2. Talking About Features Instead of Benefits
Customers don’t buy features: they buy what those features do for them.
❌ Done badly: “Our fintech app has a live dashboard.”
✅ Done right: “We surface critical cashflow info in real time, so you can make decisions in minutes, not days.” It’s the outcome, not the feature, that sells.
3. Talking About Benefits Without Quantifying Them
Even if you move past features, many founders stop short of making their benefits concrete.
❌ Done badly: “We help SMEs get loans faster and cheaper.”

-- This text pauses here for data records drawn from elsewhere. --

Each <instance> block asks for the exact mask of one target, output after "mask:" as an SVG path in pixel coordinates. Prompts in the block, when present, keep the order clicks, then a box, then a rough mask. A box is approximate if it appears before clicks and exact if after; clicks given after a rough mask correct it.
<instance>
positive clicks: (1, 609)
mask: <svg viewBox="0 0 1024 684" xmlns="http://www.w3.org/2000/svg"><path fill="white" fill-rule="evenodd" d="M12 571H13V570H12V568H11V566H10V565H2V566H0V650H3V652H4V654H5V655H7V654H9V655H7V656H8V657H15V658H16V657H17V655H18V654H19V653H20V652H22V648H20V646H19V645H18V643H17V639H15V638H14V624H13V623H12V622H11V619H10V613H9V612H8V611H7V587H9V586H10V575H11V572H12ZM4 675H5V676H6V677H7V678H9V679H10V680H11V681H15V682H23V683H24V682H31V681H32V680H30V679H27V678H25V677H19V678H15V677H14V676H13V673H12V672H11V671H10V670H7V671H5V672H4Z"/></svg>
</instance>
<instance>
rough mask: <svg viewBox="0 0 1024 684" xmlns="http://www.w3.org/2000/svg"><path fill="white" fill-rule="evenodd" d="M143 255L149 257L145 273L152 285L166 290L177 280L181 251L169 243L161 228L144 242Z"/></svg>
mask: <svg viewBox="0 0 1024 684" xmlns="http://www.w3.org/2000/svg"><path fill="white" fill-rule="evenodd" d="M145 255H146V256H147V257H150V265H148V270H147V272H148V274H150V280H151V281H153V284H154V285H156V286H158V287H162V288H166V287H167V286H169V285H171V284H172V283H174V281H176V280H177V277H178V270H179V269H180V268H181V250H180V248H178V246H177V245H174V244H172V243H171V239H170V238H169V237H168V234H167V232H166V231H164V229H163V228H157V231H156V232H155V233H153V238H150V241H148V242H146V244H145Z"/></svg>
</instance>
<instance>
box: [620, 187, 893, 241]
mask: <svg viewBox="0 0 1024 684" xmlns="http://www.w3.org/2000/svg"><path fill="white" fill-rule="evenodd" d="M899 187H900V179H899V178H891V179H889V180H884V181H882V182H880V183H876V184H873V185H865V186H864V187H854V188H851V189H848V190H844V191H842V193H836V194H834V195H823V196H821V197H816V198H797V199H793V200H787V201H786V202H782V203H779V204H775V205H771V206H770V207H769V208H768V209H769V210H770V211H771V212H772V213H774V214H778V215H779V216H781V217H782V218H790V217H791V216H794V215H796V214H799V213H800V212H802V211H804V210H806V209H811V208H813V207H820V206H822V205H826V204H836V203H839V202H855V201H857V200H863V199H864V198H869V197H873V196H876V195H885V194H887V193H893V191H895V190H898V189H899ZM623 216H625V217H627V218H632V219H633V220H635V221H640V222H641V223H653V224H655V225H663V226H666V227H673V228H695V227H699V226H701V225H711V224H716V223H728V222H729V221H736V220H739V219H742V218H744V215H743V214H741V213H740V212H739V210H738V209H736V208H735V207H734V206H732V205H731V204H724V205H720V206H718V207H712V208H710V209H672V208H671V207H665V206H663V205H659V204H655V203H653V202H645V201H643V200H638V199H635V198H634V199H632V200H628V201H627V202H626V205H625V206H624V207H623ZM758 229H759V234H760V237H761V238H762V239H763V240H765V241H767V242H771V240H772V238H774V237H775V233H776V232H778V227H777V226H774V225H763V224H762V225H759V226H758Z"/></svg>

✅ Done right: “We approve loans in 24 hours (instead of 3 weeks). Our rates are 40% lower than banks. Our platform is so simple that a shop assistant can use it.” Numbers shift your benefits from ‘opinion’ to ‘fact’.
4. Picking Customers Without Linking to Benefits
Founders often try to serve everyone at once. That’s not trying to build a big business – it’s spraying and praying.
❌ Done badly: “We sell to SMEs, corporates, NGOs, governments.”
✅ Done right: Once you know the benefit you’re world-class at delivering, ask: Who cares most about this benefit? For example: “We help mid-sized retailers who need instant access to working capital to keep shelves stocked.” That’s a customer segment thats going to buy quickly, at full price, and tell their friends.
5. Creating Arbitrary Market Categories
When you invent your own category, you force yourself to explain from scratch and customers switch off.
❌ Done badly: “We’re an AI-powered financial ecosystem.” Nobody knows what that means.
✅ Done right: Anchor yourself in a known category, then explain how you’re different. Example: “We’re a lending platform for African SMEs: think Apple Pay, but for credit.” Clear, quick, relatable.
6. Forgetting to Tell the Story
Data and features don’t stick. Stories do.
❌ Done badly: A deck full of charts, buzzwords, and claims with no thread.
✅ Done right: “African SMEs are locked out of credit. Banks are slow, loan sharks are expensive. Our platform gives them fair, fast loans. That means more stocked shelves, more sales, more jobs.” Stories give your product context and urgency.
Final Word
Positioning makes or breaks most startups before they even get a chance to show the world their product. Get it wrong, and you confuse customers, repel talent, and lose investors. Get it right, and everything else clicks into place. That’s why it’s the first thing we do with every founder we back.